AKAIO's Anti-Anti-Piracy (AAP) is NOT the same thing as the DSTwo's "clean mode".
DSTwo has Clean Mode. This enables new games at the cost of soft-reset and cheats and in-game menus.
AKAIO has AAP. This is just a new type of AP fixing, it will NOT work on all games, it's currently a little buggy, and it still allows soft-reset and cheats.
Normmatt said:
Its an attempt at software emulating reads below 8000h which is used to detect flashcarts.
[...]
It will solve the standard read below 8000h checks that are coming out recently
The AP it bypasses is the new "generic AP we'll stick on games" that Nintendo came up with,
that's why it's working on new titles. It's not something that can be done on "weaker" carts, it was mentioned the R4 is not capable of it properly, that's why Wood doesn't have that option and is patching the individual games as they come out.

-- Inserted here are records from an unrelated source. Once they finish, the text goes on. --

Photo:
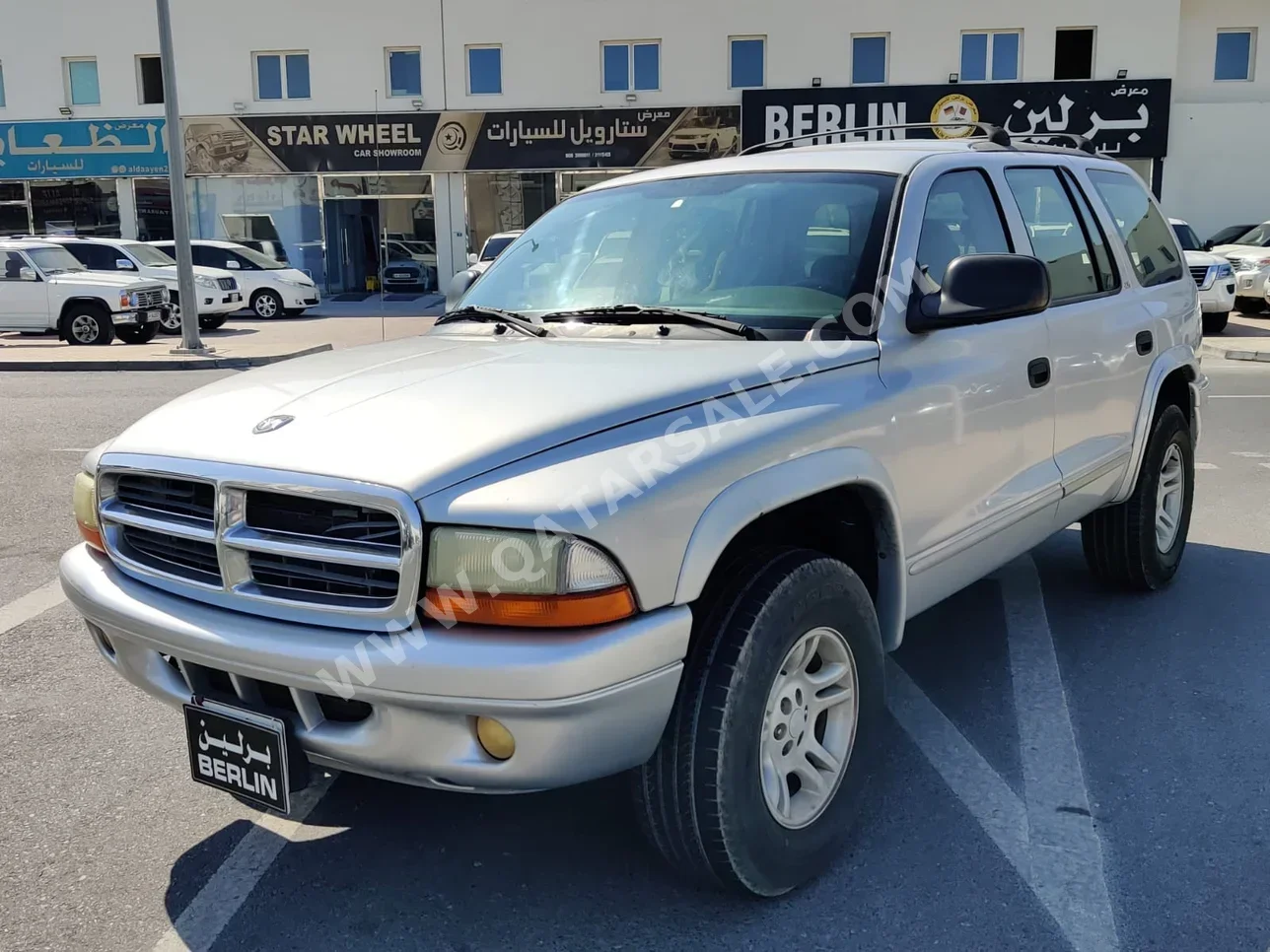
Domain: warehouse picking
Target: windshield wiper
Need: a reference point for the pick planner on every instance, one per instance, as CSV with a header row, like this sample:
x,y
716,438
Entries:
x,y
639,313
474,312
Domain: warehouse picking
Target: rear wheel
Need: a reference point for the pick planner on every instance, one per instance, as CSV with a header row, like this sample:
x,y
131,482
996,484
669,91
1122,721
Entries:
x,y
772,739
88,324
142,334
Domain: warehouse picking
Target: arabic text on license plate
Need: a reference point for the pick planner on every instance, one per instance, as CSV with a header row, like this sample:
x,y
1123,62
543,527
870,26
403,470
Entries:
x,y
239,752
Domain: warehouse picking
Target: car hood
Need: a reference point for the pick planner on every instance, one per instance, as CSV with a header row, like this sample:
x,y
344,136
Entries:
x,y
426,413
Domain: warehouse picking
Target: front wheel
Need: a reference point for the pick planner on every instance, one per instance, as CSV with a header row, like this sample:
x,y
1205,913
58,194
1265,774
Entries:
x,y
767,753
1138,543
265,304
1216,322
141,334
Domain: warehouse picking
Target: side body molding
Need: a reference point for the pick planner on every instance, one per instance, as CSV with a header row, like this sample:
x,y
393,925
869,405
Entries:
x,y
759,493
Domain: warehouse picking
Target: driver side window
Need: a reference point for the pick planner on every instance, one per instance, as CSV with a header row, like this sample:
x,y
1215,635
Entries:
x,y
961,219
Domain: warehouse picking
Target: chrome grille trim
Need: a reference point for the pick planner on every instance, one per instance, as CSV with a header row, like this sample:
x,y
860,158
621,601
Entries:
x,y
237,542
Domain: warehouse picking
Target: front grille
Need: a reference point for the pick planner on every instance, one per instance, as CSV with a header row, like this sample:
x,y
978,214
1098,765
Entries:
x,y
167,495
183,558
321,519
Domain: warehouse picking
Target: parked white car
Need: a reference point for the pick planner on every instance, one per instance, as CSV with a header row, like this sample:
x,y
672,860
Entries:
x,y
1250,256
269,287
43,287
1214,276
219,294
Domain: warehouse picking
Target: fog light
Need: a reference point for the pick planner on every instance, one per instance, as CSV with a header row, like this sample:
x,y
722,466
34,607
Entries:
x,y
494,737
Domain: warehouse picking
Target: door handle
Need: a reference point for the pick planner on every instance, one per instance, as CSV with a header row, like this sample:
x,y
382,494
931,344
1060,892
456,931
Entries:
x,y
1037,373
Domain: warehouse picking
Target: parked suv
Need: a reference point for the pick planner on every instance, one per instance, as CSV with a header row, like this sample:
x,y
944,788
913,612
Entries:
x,y
44,289
663,518
219,295
270,289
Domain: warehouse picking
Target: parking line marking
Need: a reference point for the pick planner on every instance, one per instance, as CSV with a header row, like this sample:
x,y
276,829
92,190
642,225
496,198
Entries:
x,y
211,911
1066,850
31,604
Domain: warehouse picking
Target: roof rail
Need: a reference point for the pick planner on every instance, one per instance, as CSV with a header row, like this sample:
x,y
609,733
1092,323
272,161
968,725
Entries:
x,y
993,133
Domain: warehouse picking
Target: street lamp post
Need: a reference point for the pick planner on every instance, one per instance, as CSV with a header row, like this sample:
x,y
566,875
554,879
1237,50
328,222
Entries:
x,y
189,339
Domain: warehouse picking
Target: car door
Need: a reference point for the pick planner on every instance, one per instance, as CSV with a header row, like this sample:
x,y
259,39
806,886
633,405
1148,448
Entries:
x,y
1097,373
23,295
971,456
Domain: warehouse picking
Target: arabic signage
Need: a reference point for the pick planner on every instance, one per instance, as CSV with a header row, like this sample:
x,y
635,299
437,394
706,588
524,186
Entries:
x,y
457,141
83,149
1123,119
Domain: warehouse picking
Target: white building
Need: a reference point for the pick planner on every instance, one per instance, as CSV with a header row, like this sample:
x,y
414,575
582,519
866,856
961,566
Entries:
x,y
356,132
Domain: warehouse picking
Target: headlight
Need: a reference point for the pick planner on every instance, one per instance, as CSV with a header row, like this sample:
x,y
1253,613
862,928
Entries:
x,y
85,510
490,577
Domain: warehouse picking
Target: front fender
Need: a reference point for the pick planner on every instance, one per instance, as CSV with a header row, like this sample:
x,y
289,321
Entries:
x,y
745,501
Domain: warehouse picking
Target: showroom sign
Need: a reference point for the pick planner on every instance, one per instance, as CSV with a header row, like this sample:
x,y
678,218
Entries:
x,y
1125,119
457,141
83,149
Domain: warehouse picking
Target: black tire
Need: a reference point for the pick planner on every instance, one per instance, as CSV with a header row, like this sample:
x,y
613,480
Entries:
x,y
700,798
1119,541
88,324
265,304
1216,322
142,334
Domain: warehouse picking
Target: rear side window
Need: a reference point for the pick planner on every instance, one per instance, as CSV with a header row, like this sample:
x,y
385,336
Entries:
x,y
1152,243
1055,233
961,219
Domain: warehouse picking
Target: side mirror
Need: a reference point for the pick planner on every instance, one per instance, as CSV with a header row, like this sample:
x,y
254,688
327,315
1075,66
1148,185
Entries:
x,y
982,289
459,286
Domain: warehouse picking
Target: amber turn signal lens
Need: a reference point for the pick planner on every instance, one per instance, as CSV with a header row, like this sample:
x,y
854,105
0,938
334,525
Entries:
x,y
529,611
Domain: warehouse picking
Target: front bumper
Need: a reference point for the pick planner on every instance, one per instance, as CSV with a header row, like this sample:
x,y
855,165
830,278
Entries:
x,y
581,705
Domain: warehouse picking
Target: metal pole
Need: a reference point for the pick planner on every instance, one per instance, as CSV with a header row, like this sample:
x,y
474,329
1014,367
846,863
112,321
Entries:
x,y
189,339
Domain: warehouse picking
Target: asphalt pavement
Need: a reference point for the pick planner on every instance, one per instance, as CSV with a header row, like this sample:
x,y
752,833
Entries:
x,y
1070,768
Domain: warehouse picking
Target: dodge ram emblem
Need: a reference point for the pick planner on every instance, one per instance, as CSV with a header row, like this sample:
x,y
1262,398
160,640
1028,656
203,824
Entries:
x,y
272,423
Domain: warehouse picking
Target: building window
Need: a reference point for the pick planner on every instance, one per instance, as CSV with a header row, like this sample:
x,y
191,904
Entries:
x,y
149,80
484,70
1074,52
746,67
405,76
1235,51
283,75
991,56
869,58
82,85
631,66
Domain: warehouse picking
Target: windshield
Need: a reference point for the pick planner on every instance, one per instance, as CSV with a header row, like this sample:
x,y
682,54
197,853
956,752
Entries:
x,y
1186,238
771,249
1259,237
52,260
150,256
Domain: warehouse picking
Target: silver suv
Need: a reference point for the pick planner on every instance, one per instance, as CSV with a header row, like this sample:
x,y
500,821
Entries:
x,y
661,494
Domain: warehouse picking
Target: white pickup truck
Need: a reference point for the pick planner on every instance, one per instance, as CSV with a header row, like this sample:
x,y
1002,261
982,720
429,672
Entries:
x,y
43,287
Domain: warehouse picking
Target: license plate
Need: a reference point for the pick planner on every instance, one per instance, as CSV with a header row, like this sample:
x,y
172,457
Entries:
x,y
239,752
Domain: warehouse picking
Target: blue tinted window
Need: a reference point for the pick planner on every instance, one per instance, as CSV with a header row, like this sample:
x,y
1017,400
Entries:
x,y
648,73
84,88
746,64
869,60
404,79
1005,56
298,75
974,57
1234,56
485,70
616,67
268,76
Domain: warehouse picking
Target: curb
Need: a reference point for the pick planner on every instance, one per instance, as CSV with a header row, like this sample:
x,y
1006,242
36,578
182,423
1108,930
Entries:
x,y
189,364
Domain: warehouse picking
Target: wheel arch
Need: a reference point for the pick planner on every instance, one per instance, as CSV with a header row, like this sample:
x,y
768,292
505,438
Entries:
x,y
789,504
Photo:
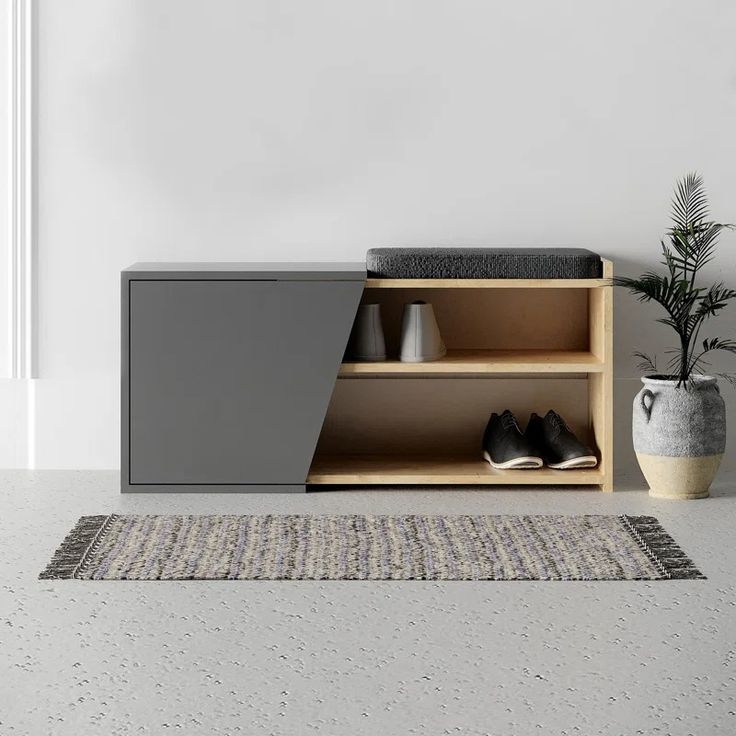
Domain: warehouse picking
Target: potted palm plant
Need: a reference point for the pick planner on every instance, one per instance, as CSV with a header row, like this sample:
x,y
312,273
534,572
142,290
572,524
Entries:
x,y
679,416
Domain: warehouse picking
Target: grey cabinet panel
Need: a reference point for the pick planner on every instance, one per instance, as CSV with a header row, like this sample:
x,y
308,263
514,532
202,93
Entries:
x,y
229,380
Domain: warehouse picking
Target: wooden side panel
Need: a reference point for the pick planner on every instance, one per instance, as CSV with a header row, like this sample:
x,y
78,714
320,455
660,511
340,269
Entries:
x,y
600,385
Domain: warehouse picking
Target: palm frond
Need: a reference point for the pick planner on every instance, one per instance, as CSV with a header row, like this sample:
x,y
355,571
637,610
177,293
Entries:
x,y
689,201
729,377
689,246
646,364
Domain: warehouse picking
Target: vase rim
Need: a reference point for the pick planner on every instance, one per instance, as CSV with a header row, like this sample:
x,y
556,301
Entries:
x,y
699,379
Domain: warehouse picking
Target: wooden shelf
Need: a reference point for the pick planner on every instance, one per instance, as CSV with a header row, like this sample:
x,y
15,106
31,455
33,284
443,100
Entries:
x,y
486,283
485,361
403,470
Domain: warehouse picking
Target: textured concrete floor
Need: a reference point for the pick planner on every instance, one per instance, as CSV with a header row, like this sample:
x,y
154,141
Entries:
x,y
354,658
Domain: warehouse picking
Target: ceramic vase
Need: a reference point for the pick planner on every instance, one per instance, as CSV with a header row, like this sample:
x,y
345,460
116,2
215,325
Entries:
x,y
679,435
420,335
366,341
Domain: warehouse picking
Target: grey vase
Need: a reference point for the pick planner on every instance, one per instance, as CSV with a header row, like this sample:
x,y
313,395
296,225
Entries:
x,y
366,341
679,435
420,335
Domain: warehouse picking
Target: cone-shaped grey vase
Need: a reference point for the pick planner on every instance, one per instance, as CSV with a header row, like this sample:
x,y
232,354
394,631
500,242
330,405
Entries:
x,y
420,336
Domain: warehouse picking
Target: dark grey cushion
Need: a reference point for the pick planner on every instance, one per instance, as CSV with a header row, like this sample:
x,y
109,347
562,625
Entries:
x,y
483,263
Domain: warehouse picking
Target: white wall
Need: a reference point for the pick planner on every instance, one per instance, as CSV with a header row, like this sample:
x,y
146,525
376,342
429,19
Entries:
x,y
191,130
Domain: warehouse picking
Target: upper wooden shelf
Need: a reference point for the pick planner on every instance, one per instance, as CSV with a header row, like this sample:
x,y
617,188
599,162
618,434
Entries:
x,y
485,361
486,283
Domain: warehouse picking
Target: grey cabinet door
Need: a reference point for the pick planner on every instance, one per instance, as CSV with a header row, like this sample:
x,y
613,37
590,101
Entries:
x,y
229,380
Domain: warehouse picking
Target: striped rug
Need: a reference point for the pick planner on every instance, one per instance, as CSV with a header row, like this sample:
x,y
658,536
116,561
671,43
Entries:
x,y
416,547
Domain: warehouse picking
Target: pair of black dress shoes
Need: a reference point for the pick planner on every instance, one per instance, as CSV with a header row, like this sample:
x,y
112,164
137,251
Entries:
x,y
547,441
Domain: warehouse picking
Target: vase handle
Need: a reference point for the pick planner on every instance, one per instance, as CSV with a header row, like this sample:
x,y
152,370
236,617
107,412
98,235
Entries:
x,y
642,399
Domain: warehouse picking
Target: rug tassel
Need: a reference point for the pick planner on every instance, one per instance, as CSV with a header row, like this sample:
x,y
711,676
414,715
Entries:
x,y
75,548
662,548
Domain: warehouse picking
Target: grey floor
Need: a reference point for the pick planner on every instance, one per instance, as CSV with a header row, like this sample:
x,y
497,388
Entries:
x,y
353,658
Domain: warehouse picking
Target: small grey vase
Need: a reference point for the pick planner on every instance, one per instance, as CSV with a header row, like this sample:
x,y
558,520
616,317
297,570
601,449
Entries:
x,y
420,335
366,339
679,435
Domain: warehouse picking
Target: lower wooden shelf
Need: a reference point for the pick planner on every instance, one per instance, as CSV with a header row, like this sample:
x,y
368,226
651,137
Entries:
x,y
417,470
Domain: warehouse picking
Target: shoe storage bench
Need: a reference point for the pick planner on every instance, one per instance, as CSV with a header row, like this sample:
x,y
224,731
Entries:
x,y
525,345
233,377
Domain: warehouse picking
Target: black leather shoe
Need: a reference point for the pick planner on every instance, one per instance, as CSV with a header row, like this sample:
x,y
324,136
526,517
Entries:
x,y
505,446
557,443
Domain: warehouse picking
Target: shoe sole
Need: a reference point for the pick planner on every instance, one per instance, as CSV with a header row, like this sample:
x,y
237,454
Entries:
x,y
518,463
586,461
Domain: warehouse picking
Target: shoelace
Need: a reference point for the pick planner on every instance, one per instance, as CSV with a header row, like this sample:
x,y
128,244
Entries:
x,y
508,421
558,422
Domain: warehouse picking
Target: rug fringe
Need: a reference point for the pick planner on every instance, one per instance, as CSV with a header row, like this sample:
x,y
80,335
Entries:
x,y
73,551
662,548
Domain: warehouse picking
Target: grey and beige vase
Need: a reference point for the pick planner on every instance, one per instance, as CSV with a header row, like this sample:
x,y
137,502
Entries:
x,y
366,341
679,435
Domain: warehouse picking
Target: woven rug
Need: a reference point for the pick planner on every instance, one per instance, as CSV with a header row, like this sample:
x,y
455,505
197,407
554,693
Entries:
x,y
229,547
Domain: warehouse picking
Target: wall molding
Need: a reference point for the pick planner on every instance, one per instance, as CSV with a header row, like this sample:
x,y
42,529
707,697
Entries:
x,y
22,191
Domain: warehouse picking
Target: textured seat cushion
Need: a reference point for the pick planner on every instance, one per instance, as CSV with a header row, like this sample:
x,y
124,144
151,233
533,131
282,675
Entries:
x,y
483,263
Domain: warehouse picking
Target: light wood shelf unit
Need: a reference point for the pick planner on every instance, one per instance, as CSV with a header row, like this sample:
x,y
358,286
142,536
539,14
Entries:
x,y
527,337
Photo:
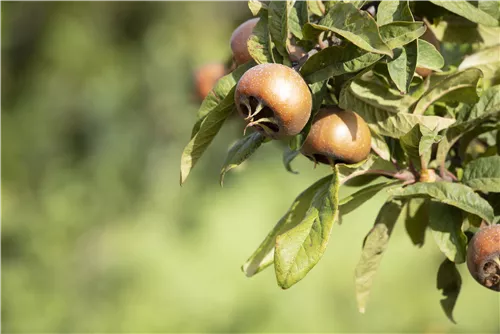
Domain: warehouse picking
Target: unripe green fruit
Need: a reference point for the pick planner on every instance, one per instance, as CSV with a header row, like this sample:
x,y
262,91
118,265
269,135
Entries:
x,y
337,135
274,99
483,257
239,40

The DSTwo's Clean Mode makes more games play because it's an all-around method, whereas AKAIO's AAP is focused on one specific type of AP, however it's focus is the AP that new games RIGHT NOW are coming out with, which is why it's playing the same new games as the DSTwo.
It can currently break single-cart download-play,
that's why it's optional (so you can turn it off in order to use that feature), future AKAIO versions will not have the AAP option on the screen once it's fixed up properly.
Clean Mode (DSTwo) and AAP (AKAIO/Acekard) are not like Coke and Pepsi. They're like Coke and Iced Tea. They are not the same thing. I'm not saying "they're not the same" for some stupid pedantic political shit, I'm saying they're not the same thing because they're really not the same thing, outside of the fact that both are meant to allow new games to run.